Nos anos 1990, o interesse pelo feriado arrefeceu, e ele passou a ser lembrado apenas por membros do diminuto Partido Comunista. Pelo jeito, as pessoas estavam mais ocupadas com os problemas cotidianos do período pós-soviético do que com os "ideais de outubro".

E hoje? Na verdade, a crescente desigualdade social, a violência e a instabilidade – também mundo afora – recomendam a reflexão sobre os motivos dessas tensões e sobre a necessidade urgente de reformas. A evocação da unidade contra o inimigo externo e seus agentes não conseguiu salvar o Império Russo, que desabou sob o peso da Primeira Guerra Mundial. E também hoje não oferece nenhuma perspectiva para a Rússia pós-soviética. Todos sabem que as dificuldades para a modernização do país estão nos problemas internos.

A recriação do Império Russo, em 1922, sob a forma da União Soviética, mais uma vez sobrecarregou a Rússia com o peso de um império multiétnico e bloqueou por décadas a sua transformação numa nação de cidadãos modernos e autoconfiantes.

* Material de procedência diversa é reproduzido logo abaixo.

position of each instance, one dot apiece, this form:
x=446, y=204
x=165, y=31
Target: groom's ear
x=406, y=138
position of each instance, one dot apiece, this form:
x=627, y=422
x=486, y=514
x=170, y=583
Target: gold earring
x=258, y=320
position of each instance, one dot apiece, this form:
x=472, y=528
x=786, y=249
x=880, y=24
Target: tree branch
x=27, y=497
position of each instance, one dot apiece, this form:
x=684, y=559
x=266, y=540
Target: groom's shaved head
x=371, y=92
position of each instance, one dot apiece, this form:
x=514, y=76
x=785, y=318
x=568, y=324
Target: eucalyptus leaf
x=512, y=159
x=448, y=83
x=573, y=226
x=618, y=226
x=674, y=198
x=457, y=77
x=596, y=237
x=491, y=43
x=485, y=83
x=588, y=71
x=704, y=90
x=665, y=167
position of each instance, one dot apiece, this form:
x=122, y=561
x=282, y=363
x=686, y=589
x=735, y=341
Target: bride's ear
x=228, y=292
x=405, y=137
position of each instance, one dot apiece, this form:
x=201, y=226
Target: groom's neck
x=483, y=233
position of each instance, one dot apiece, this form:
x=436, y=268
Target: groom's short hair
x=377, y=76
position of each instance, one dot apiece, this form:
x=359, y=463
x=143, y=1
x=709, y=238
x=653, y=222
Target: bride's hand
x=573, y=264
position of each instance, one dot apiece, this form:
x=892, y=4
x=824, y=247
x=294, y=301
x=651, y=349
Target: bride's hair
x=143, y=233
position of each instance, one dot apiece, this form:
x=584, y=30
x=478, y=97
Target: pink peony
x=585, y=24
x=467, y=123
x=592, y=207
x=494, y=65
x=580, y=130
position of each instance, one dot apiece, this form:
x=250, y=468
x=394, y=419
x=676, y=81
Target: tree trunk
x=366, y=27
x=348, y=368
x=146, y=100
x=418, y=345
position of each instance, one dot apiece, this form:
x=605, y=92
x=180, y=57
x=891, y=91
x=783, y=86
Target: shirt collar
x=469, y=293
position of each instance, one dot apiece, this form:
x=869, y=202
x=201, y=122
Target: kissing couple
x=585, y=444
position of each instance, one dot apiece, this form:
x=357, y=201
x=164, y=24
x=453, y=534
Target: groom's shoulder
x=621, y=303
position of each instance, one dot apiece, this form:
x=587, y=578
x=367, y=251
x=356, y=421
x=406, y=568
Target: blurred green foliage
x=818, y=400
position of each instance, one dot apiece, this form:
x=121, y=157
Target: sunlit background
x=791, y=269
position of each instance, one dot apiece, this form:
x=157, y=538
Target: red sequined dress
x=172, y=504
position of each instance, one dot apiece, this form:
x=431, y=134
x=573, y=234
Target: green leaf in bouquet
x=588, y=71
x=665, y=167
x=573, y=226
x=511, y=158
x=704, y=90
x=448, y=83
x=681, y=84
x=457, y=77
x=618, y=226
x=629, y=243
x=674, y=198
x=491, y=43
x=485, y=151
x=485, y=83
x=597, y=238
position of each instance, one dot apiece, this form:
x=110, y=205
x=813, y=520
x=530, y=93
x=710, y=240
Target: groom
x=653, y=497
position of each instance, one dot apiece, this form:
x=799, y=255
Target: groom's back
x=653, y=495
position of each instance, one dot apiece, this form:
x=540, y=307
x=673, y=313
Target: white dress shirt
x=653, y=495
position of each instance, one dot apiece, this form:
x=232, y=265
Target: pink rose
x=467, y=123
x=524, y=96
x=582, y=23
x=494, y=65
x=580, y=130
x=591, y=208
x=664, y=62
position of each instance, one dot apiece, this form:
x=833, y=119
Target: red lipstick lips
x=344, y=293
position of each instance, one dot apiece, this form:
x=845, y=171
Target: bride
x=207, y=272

A política de Vladimir Putin tirou apenas uma lição do fracasso do império do czar: o medo da mudança e a manutenção da ordem a quase qualquer preço. Mas isso é muito pouco em tempos em que a modernização do país só pode ocorrer com os cidadãos e as instituições para isso necessárias, e não contra eles ou sem eles.

Karl Schlögel é historiador especializado em história russa moderna e stalinismo e ex-professor na Universidade Viadrina, em Frankfurt ao Oder.